Hardin’s Christmas Day killing (other dates have been given for this event) came on December 25, 1869, after he had already killed five or 10 other men in his young life. Hardin was gambling at a house near Towash, Texas, when he got into an argument with another player, Benjamin Bradley. After Bradley drew a knife and perhaps a six-shooter, too, the unarmed Hardin made an early departure from the game. But Hardin was not one to forgive and forget. He promptly armed himself, and later that same day encountered Bradley on a Towash street. Exactly who was the aggressor at that point is uncertain, but the two men began exchanging gunshots. Bradley got by far the worst of it—taking a bullet in the head and another in the chest. Hardin went on the run because of the Bradley killing, but, according to one account, charges against him for the crime were dismissed several years later. Hardin was free to kill some more, though his killing ways were curtailed after he was captured in 1877 and sent to prison. He became a free man again on February 17, 1894, but his days on this earth were numbered. Lawman John Selman shot Hardin in the back of the head, apparently without warning, inside El Paso’s Acme Saloon on August 19, 1895.

Ben Thompson, another Texas gunfighter (though born in England), was not considered nearly as coldblooded as Hardin, but he still participated in about 14 gunfights, including one on Christmas 1876. That night, Thompson and his friend Jim Burditt attended the crowded Capitol Theater in Austin.

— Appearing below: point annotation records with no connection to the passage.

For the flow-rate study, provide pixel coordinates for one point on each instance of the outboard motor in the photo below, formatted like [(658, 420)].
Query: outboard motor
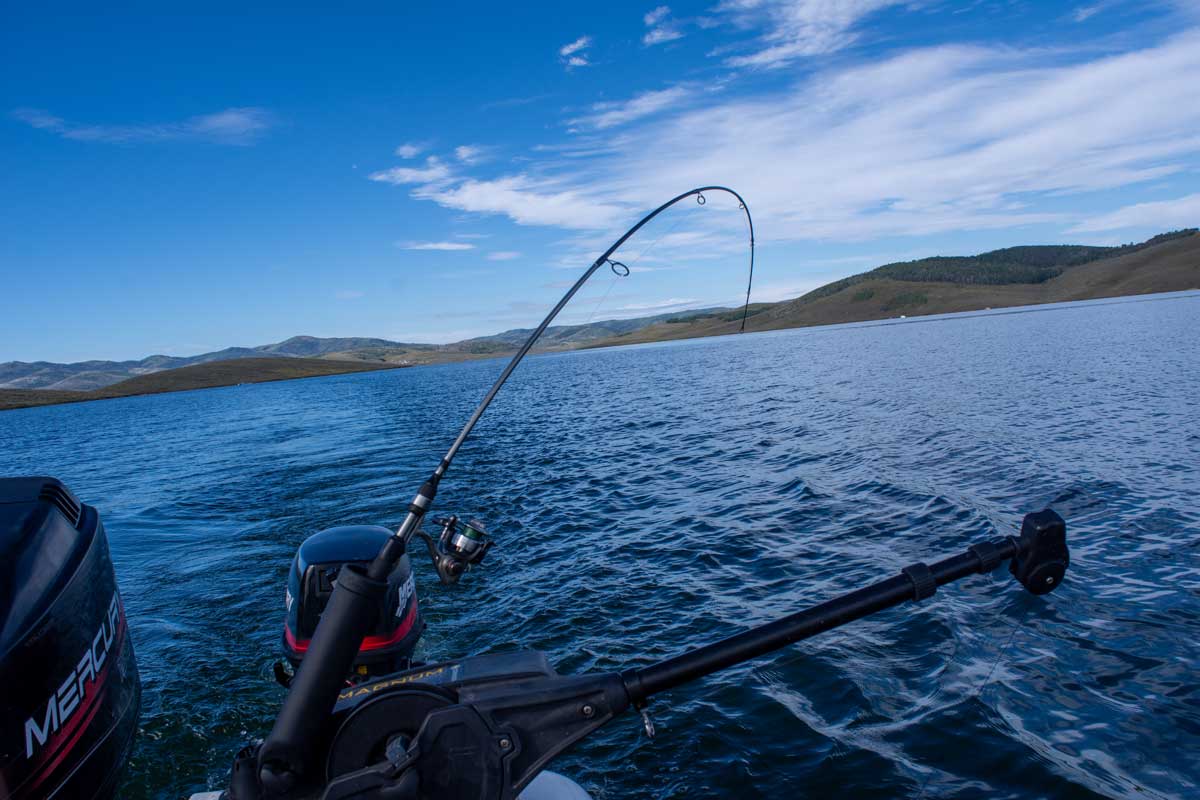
[(69, 683), (397, 620)]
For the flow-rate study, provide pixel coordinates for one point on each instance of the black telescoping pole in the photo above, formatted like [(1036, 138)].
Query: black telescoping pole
[(916, 582)]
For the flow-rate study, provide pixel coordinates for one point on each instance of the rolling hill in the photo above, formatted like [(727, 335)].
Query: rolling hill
[(1014, 276), (199, 376), (1169, 263)]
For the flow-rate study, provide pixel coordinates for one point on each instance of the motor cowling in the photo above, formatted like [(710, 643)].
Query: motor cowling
[(397, 626), (69, 683)]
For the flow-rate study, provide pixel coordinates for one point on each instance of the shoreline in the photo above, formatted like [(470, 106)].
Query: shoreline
[(10, 398)]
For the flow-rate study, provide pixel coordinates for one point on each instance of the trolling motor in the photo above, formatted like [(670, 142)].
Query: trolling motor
[(484, 728)]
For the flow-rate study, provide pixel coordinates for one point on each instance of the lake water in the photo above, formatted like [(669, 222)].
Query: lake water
[(652, 498)]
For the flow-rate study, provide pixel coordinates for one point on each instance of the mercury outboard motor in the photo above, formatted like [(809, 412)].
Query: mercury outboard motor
[(69, 684), (397, 626)]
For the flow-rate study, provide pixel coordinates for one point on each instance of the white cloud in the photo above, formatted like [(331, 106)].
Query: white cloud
[(527, 202), (1159, 215), (606, 115), (232, 126), (432, 173), (469, 154), (581, 43), (436, 245), (663, 28), (574, 54), (657, 16), (947, 138), (798, 29)]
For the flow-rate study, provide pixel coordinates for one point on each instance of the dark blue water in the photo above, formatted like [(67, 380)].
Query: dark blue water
[(657, 497)]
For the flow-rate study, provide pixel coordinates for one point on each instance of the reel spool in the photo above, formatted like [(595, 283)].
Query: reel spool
[(457, 547)]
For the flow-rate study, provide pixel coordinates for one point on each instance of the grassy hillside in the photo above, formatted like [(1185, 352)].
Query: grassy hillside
[(1168, 263), (1014, 276), (202, 376)]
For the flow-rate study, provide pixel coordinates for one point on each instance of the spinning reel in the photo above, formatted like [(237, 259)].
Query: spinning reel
[(457, 547)]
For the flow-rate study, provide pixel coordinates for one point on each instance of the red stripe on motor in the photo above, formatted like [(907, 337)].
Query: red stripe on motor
[(82, 719), (369, 642)]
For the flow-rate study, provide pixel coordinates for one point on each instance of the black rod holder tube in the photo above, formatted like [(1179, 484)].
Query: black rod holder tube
[(321, 677), (915, 583)]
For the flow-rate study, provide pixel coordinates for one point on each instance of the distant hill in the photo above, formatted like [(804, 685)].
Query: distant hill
[(1003, 277), (201, 376), (1167, 263)]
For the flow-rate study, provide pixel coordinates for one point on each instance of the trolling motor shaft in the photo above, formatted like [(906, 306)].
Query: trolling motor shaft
[(505, 728), (1039, 559)]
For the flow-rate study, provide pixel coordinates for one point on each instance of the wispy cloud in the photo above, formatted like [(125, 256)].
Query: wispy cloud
[(432, 173), (436, 245), (661, 26), (527, 200), (471, 154), (946, 138), (1159, 215), (606, 115), (232, 126), (575, 54), (797, 29)]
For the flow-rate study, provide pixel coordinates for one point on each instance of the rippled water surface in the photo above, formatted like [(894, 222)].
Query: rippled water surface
[(657, 497)]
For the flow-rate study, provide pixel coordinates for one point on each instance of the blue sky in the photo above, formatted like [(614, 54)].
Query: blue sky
[(189, 180)]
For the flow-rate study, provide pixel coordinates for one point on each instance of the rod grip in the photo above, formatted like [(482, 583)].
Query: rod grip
[(349, 615)]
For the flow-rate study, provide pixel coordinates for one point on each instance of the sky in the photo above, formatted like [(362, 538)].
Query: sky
[(178, 179)]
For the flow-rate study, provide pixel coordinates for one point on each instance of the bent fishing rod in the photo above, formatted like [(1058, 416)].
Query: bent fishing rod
[(349, 613)]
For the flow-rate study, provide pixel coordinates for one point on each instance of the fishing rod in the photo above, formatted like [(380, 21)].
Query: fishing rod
[(287, 752), (485, 727)]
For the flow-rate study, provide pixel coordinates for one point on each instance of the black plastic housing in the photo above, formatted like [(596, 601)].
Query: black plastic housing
[(397, 623), (1042, 555), (70, 692)]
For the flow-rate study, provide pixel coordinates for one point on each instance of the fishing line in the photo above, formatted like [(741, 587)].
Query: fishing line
[(628, 269), (987, 681)]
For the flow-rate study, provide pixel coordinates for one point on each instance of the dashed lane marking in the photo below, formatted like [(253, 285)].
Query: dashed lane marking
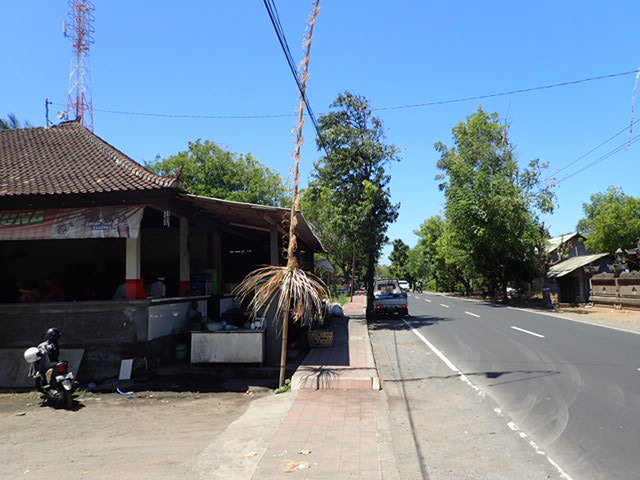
[(499, 412), (529, 332)]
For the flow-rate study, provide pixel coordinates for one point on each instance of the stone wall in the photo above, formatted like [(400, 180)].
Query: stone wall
[(609, 289)]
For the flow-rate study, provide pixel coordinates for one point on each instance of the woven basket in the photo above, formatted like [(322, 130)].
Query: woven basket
[(320, 338)]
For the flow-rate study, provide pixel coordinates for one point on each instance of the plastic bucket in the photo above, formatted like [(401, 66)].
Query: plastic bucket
[(181, 352)]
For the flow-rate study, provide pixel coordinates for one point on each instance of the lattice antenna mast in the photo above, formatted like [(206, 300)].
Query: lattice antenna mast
[(79, 29)]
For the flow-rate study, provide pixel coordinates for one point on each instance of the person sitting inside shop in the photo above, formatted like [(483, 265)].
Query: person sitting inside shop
[(52, 292), (196, 321), (158, 289)]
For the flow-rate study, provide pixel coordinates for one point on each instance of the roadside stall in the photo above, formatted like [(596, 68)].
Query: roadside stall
[(86, 232)]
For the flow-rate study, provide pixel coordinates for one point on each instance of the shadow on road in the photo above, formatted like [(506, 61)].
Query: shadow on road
[(397, 323)]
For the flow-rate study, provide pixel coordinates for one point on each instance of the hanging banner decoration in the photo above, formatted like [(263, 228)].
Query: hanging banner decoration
[(119, 221)]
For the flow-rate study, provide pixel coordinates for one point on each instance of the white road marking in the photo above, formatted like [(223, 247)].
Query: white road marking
[(498, 412), (527, 331), (573, 320)]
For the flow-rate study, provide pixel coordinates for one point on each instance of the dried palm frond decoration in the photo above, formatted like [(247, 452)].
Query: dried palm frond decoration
[(296, 293)]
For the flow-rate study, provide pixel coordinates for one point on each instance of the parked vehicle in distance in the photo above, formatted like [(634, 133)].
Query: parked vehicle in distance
[(389, 298)]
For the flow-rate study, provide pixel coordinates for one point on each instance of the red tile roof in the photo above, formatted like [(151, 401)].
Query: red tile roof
[(66, 159)]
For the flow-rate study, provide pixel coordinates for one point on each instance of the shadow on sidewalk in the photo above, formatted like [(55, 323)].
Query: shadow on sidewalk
[(492, 374)]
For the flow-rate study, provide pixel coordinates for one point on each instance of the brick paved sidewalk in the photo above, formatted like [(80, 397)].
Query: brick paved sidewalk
[(334, 420), (337, 432), (349, 363)]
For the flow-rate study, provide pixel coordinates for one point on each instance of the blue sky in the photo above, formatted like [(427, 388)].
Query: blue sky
[(222, 58)]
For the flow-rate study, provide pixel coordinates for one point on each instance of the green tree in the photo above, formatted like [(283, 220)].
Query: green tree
[(399, 258), (12, 122), (492, 205), (354, 172), (209, 170), (612, 221), (333, 228)]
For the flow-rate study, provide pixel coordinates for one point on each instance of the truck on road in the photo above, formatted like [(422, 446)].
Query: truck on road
[(389, 298)]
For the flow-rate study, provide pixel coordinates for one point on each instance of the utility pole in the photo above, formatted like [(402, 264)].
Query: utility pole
[(79, 29)]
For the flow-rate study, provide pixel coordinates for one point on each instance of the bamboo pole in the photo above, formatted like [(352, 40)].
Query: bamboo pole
[(292, 261)]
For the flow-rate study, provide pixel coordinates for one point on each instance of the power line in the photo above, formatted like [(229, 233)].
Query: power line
[(551, 177), (511, 92), (607, 155), (397, 107), (272, 10)]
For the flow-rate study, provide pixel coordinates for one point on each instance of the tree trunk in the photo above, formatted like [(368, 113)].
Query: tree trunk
[(370, 273)]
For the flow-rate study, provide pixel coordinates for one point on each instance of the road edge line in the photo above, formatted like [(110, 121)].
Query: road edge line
[(555, 315), (511, 425)]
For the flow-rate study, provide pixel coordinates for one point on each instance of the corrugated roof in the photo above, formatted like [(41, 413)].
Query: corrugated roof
[(563, 268), (68, 159), (252, 216)]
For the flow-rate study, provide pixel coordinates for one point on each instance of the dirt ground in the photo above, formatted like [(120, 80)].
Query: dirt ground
[(612, 317), (146, 435)]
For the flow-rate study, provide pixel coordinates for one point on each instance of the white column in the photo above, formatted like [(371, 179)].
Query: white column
[(133, 281), (185, 258)]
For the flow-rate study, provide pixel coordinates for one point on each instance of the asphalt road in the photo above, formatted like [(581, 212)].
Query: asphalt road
[(571, 389)]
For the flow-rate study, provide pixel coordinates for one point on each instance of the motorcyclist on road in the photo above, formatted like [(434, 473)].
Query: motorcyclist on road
[(49, 352)]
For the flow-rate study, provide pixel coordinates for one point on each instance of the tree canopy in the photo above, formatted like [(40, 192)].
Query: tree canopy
[(399, 258), (612, 221), (352, 181), (208, 169)]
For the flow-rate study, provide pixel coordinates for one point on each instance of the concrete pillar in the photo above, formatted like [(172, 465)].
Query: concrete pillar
[(185, 258), (273, 246), (133, 280)]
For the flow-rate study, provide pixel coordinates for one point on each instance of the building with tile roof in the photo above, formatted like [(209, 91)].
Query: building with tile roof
[(78, 211)]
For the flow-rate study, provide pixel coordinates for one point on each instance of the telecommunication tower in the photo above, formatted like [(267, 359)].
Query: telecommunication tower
[(79, 28)]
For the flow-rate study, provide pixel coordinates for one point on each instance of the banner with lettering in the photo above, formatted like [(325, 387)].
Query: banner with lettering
[(120, 221)]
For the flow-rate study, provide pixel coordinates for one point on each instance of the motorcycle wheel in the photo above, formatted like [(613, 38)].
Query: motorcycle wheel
[(66, 399)]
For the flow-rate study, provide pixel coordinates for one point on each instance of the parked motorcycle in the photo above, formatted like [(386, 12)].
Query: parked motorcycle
[(53, 378)]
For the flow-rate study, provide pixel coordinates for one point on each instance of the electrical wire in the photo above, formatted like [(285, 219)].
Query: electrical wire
[(272, 10), (590, 151), (607, 155), (397, 107), (511, 92)]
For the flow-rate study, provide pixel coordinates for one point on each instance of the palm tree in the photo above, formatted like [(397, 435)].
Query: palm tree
[(296, 293), (12, 122)]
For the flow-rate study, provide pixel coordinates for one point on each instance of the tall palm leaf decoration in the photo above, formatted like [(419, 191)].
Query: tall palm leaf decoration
[(295, 292), (12, 122)]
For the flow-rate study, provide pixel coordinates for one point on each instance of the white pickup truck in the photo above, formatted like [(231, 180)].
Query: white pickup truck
[(389, 298)]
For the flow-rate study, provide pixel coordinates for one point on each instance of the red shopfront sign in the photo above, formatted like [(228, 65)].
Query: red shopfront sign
[(65, 223)]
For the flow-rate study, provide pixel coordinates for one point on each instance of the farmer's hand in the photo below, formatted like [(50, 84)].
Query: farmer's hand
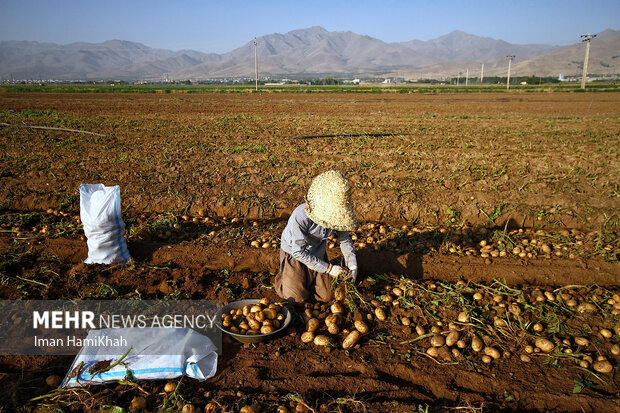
[(352, 274), (335, 271)]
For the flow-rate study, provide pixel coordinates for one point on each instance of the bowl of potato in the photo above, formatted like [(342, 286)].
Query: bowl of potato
[(253, 320)]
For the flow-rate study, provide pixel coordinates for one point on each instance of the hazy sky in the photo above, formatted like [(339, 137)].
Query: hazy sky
[(220, 26)]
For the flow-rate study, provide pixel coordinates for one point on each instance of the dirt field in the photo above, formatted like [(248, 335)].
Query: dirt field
[(515, 196)]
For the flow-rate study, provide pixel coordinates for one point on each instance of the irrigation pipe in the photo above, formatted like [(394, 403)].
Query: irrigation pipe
[(50, 128), (351, 135)]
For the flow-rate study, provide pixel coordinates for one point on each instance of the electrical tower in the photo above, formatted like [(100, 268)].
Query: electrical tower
[(509, 65), (586, 38)]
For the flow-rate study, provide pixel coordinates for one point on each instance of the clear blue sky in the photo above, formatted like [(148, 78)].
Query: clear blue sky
[(220, 26)]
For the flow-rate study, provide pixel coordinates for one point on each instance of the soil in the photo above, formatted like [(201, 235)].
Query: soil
[(202, 176)]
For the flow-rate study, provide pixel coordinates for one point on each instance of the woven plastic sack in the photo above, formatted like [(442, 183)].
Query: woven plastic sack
[(100, 212), (154, 354)]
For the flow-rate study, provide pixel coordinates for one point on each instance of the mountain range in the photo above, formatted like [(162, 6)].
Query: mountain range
[(306, 53)]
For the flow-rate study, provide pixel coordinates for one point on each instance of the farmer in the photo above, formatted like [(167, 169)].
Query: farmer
[(304, 271)]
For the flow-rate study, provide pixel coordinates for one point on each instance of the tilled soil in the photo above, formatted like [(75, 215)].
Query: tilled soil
[(202, 176)]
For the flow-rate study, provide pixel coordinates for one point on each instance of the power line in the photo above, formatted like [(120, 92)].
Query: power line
[(255, 65), (510, 57), (586, 38)]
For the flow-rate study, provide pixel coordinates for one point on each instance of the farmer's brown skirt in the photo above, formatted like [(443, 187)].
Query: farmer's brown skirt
[(296, 282)]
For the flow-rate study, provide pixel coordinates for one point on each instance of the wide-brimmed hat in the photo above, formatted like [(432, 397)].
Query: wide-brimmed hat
[(329, 201)]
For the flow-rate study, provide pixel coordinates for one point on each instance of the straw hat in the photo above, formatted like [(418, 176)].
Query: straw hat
[(329, 201)]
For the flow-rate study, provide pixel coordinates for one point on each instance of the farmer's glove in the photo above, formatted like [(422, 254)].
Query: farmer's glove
[(352, 274), (335, 271)]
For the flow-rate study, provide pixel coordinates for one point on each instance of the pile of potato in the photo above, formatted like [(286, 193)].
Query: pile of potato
[(332, 318), (449, 338), (262, 318)]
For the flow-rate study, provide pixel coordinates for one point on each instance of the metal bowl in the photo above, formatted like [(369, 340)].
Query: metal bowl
[(247, 338)]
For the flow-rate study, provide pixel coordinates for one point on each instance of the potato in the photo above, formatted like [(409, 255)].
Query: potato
[(333, 319), (476, 344), (270, 313), (438, 340), (337, 308), (452, 338), (603, 366), (333, 329), (432, 351), (361, 326), (351, 339), (255, 308), (254, 325), (339, 294), (312, 325), (259, 315), (307, 337), (321, 340), (586, 307), (544, 344), (189, 408), (492, 352), (582, 341), (463, 317)]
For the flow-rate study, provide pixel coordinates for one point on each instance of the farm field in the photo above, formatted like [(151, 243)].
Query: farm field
[(512, 196)]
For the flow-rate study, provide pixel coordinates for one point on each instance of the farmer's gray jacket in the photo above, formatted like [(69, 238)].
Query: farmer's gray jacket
[(306, 241)]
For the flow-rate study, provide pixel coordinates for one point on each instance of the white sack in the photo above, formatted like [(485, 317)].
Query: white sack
[(100, 212), (157, 353)]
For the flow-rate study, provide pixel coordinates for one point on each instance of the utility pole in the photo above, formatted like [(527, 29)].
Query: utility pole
[(509, 64), (586, 38), (255, 65)]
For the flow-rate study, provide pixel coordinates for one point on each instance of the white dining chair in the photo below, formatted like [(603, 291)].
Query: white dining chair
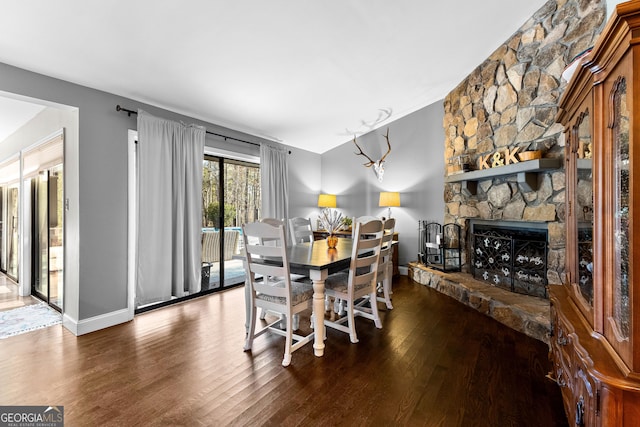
[(276, 291), (300, 230), (385, 266), (359, 281), (360, 219), (295, 277)]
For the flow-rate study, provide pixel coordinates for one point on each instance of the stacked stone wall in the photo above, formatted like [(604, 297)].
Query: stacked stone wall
[(511, 100)]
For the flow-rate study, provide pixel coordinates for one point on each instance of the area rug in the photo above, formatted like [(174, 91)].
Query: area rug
[(26, 319)]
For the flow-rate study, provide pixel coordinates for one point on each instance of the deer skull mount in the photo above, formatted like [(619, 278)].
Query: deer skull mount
[(378, 165)]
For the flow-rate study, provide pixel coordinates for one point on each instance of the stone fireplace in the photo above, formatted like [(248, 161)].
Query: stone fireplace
[(508, 105), (510, 255)]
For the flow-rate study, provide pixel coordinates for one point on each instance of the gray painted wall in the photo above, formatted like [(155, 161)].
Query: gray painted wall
[(96, 180), (415, 168), (96, 186)]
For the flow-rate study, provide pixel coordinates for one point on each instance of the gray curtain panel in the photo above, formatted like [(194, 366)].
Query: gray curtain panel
[(170, 157)]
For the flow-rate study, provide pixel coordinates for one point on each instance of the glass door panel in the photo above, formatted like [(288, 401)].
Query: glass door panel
[(13, 232), (584, 210), (211, 223), (621, 309), (241, 205), (40, 285), (234, 185)]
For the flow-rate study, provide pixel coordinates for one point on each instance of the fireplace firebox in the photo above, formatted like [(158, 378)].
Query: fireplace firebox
[(510, 255)]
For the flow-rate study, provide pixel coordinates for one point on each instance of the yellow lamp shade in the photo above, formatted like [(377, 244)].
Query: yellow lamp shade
[(389, 199), (327, 201)]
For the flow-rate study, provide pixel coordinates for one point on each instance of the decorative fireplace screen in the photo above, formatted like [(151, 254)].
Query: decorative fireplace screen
[(511, 258)]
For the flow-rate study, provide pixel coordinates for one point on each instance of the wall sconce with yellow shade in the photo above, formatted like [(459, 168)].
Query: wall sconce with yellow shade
[(389, 199)]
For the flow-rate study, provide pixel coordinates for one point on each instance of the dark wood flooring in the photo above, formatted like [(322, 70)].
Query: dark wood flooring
[(436, 362)]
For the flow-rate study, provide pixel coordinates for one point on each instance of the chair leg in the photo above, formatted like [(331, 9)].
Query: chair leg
[(296, 322), (288, 341), (352, 323), (252, 328), (386, 288), (374, 310)]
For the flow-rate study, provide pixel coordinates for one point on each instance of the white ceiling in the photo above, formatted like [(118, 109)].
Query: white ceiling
[(307, 73)]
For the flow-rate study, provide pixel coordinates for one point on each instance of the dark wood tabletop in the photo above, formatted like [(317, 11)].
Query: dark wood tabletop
[(317, 256)]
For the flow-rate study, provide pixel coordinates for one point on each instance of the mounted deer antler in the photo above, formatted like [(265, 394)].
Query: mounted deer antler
[(378, 166)]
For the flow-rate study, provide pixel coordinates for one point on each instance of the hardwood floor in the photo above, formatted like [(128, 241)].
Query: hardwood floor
[(10, 297), (436, 362)]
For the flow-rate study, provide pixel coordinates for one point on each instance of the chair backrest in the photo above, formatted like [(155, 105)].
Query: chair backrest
[(300, 230), (365, 256), (388, 228), (264, 241), (275, 223), (360, 219)]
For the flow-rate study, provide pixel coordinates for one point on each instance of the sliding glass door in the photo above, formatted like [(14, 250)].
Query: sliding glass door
[(47, 276), (43, 180), (13, 234), (235, 186)]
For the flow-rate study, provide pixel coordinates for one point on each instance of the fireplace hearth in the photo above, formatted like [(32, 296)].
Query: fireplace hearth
[(510, 255)]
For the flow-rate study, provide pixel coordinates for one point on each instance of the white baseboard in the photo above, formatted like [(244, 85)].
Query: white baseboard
[(96, 323)]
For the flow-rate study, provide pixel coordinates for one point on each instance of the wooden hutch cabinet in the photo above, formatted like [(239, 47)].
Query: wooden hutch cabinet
[(595, 315)]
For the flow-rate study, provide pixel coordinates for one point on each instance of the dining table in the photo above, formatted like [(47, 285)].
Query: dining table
[(317, 261)]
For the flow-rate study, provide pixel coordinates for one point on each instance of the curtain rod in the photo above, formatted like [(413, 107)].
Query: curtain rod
[(130, 112)]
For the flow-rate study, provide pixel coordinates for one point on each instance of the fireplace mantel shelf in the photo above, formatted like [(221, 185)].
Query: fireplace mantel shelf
[(527, 174)]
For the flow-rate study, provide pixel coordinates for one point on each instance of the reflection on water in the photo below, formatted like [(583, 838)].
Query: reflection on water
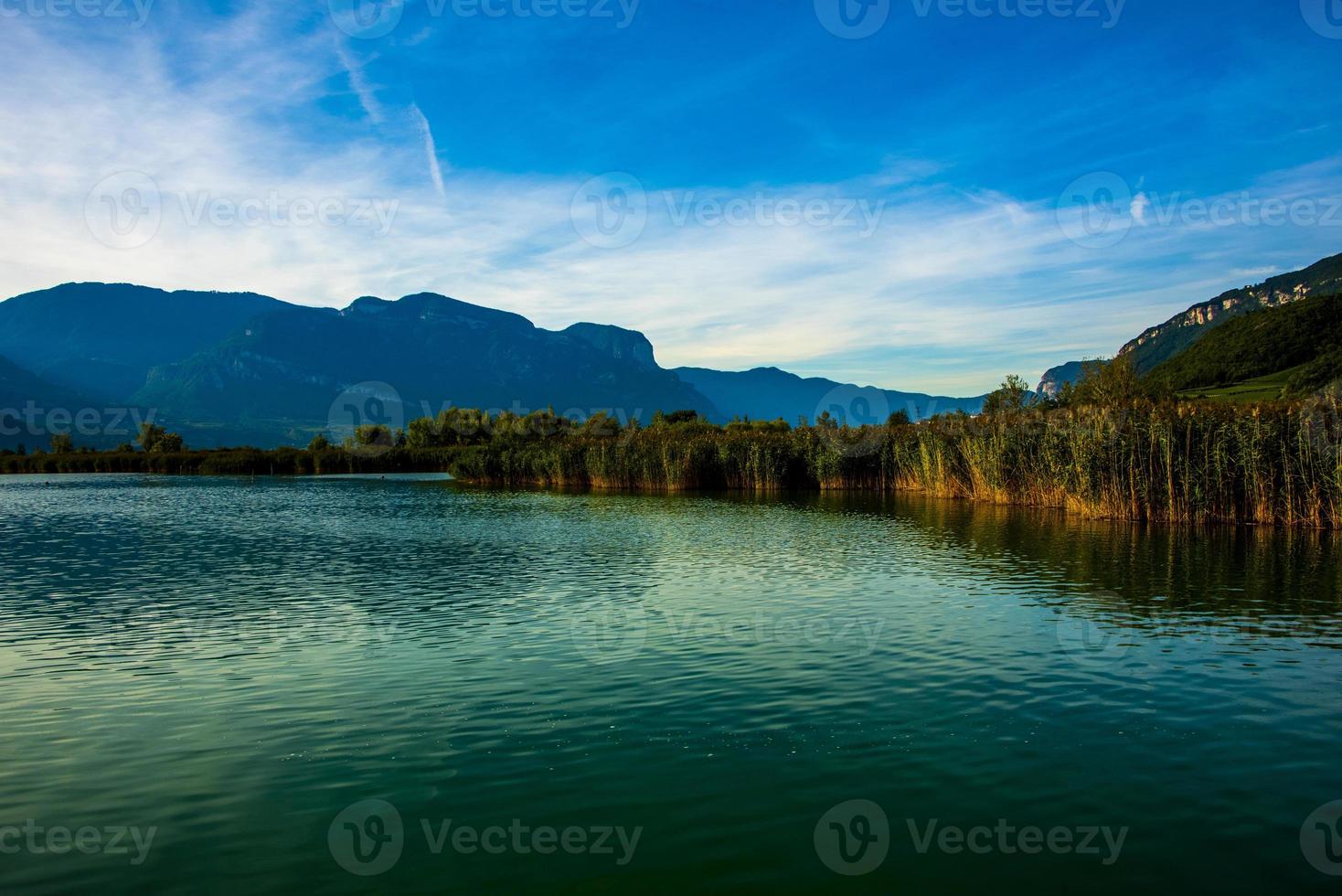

The owner of this variety theater, Mark Wilson, had recently ejected Burditt for disturbing the peace in the very same place. When someone filled with rowdy Christmas spirit set off a string of firecrackers in the theater, Wilson falsely accused Burditt and threatened to have him arrested. Thompson spoke up for his friend, and Wilson told him to mind his own business. Things continued to heat up, and Wilson produced a shotgun that he had hidden away behind his bar. Somebody apparently cried out a warning to Thompson, who ducked just before Wilson fired. Thompson then responded with three quick shots from his sixshooter, each slug finding its target. Wilson died on the spot. Bartender Charley Matthews fired a Winchester, but the bullet only grazed Thompson’s hip. Thompson answered with a bullet that knocked out several of the bartender’s teeth and lodged in his neck; though hideously wounded, Matthews survived. At his trial the following spring, the jury deliberated for only a few minutes before acquitting Thompson.

On December 25, 1876, the very night Thompson killed Wilson, another notable Texas gunfighter, John King Fisher, was involved in his own holiday confrontation a horse ride away in Zavala County, Texas. A cowboy named William Dunovan quarreled with Fisher over some now-forgotten matter, and Fisher celebrated Christmas by peppering the cowboy with three bullets. Fisher and Ben Thompson happened to bump into each other in Austin on March 11, 1884, and the two gunfighters bought each other several rounds of drinks. They then took the train to San Antonio, where they paid a fateful visit to the Vaudeville Variety Theater. Two years before, Thompson had killed Jack Harris, a partner in that theater. While in a booth watching the vaudeville show, Fisher and Thompson were ambushed by at least half a dozen men. King never got off a shot and went down with 13 bullets in his body. Thompson was shot nine times.

Although hardly in the hard case class of Hardin and not nearly as well known as the Younger brothers, Ben Thompson or King Fisher, outlaws Alvin and Will Odle had their own deadly Christmas clash. On December 25, 1889, the Odle brothers, known rustlers and accused murderers, decided to venture away from their hideout across the Rio Grande in Mexico to attend a party in Barksdale, Texas. They never made it. Outside Vance, Texas, three Texas Rangers—Bass Outlaw, Ira Aten and John Hughes—and Deputy Sheriff Will Terry ambushed them in the dark. How much the Odle boys resisted is uncertain, but both were soon blasted off their horses; Will died instantly, and Alvin breathed his last a few minutes later. One source says that Bass probably shot down both brothers.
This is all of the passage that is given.